Fine isolamento e rientro dall’estero: ora tamponi rapidi in farmacia. Tutti i casi: chi paga e quando

Regione Lombardia ha comunicato che da ora in poi le farmacie possono effettuare i tamponi antigenici rapidi anche per l’uscita dall’isolamento e per il rientro dall’estero (senza provvedimento di quarantena).

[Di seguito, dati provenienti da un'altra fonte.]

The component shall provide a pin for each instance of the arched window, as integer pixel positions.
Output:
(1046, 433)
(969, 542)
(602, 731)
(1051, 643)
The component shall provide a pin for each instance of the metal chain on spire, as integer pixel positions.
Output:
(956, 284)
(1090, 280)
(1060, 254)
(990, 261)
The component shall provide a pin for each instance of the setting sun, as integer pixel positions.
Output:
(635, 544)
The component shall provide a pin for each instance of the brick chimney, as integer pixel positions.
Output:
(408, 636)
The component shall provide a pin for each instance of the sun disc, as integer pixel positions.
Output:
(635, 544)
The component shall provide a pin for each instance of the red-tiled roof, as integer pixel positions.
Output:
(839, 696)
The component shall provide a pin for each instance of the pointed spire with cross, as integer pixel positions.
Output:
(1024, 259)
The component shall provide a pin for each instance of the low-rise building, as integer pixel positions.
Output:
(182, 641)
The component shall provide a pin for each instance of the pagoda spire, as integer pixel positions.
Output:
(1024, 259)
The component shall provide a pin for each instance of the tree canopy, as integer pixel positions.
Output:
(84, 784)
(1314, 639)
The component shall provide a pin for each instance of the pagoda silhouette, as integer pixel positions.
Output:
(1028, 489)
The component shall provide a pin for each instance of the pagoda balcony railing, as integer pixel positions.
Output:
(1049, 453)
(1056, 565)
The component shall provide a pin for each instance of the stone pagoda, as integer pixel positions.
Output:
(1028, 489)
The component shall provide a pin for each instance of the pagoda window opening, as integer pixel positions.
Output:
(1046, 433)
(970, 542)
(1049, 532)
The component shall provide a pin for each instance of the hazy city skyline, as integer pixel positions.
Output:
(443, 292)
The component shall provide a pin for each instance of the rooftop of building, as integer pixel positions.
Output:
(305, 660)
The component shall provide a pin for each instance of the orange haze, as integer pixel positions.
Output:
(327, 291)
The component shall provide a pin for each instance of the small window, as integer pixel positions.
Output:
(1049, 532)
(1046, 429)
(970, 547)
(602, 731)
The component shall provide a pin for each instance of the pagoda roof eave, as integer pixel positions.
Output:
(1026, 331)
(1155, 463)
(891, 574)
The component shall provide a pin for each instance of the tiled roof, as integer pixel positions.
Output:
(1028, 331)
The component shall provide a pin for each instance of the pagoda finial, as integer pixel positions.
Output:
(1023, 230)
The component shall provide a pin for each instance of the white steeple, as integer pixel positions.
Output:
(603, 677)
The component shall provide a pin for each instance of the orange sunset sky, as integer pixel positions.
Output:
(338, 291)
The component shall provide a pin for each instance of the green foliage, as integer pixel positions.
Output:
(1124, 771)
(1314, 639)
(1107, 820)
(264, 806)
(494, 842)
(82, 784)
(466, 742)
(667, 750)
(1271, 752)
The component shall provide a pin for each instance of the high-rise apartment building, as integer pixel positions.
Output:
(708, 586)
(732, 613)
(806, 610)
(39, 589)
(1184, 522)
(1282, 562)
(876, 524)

I casi che potranno verificarsi nelle farmacie aderenti:

  • Tampone volontario del cittadino: il costo è a carico del cittadino
  • Uscita da isolamento di caso positivo: il costo è a carico della Regione
  • Uscita da quarantena di contatto stretto (con provvedimento di quarantena inviato da ATS): il costo è a carico della Regione
  • Sorveglianza scuole (con provvedimento di sorveglianza inviato da ATS): il costo è a carico della Regione
  • Rientro estero (con provvedimento di quarantena inviato da ATS): il costo è a carico della Regione
  • Rientro estero (senza provvedimento di quarantena inviato da ATS): il costo è a carico del cittadino
  • Sei positivo oppure un contatto stretto di positivo e non sai cosa fare? Ecco tutte le risposte

Chi può fare un test rapido?
I test antigenici rapidi possono essere operati su tutta la popolazione senza limitazioni anagrafiche, compresi i soggetti che hanno avuto contatti diretti con positivi, a condizione che non presentino, all’atto dell’esecuzione del test, temperatura superiore a 37,5°C o sintomatologia respiratoria o assimilabile. Solo in quel caso (quindi con sintomi riferibili a Covid-19 e ricetta medica) è necessario presentarsi ai punti tampone per il tampone molecolare.

Tutti i test antigenici rapidi con esito positivo non devono essere confermati con test molecolare e pertanto sono da subito considerati casi accertati.